Wednesday, November 19, 2025 6:30pm to 8:30pm

More Info

Schomburg Center for Research in Black Culture, 515 Malcolm X Blvd., New York, NY 10037
The Holder Initiative

Please join Frank A. Guridy (Dr. Kenneth and Kareitha Forde Professor of African American and African Diaspora Studies and Professor of History; Executive Director of the Holder Initiative at Columbia University) and Jeanne Theoharis (Distinguished Professor of Political Science at Brooklyn College of the City University of New York) as they discuss Professor Theoharis's new book, King of the North: Martin Luther King Jr.’s Life of Struggle Outside the South.

The first 50 attendees to check in will receive a free copy of Professor Theoharis's book.

6:30 - 7:30 p.m. (Doors open at 6:00 p.m.) | Conversation on King of the North: Martin Luther King Jr.’s Life of Struggle Outside the South & Audience Q & A

7:30–8:30 p.m. | Reception (refreshments will be served)

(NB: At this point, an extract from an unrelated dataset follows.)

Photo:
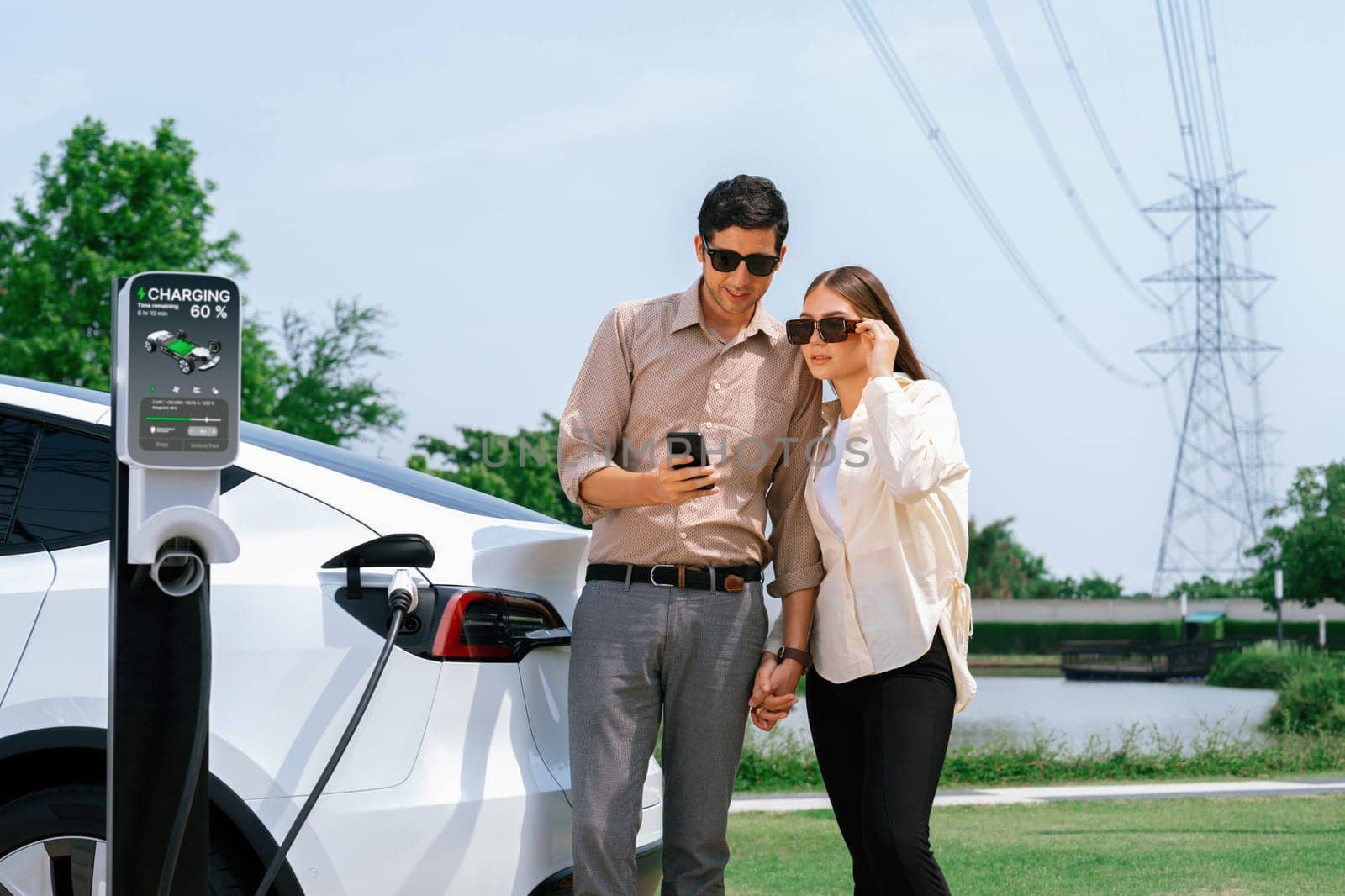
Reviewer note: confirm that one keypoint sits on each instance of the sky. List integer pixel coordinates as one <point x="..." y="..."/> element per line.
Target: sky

Registration for this event is required.

About King of the North

The Martin Luther King Jr. of popular memory vanquished Jim Crow in the South. But in this myth-shattering book, award-winning and New York Times bestselling historian Jeanne Theoharis argues that King’s time in Boston, New York, Los Angeles, and Chicago—outside Dixie—was at the heart of his campaign for racial justice. King of the North follows King as he crisscrosses the country from the Northeast to the West Coast, challenging school segregation, police brutality, housing segregation, and job discrimination. For these efforts, he was relentlessly attacked by white liberals, the media, and the federal government.

In this bold retelling, King emerges as a someone who not only led a movement but who showed up for other people’s struggles; a charismatic speaker who also listened and learned; a Black man who experienced police brutality; a minister who lived with and organized alongside the poor; and a husband who—despite his flaws—depended on Coretta Scott King as an intellectual and political guide in the national fight against racism, poverty, and war.

King of the North speaks directly to our struggles over racial inequality today. Just as she restored Rosa Parks’s central place in modern American history, so Theoharis radically expands our understanding of King’s life and work—a vision of justice unfulfilled in the present.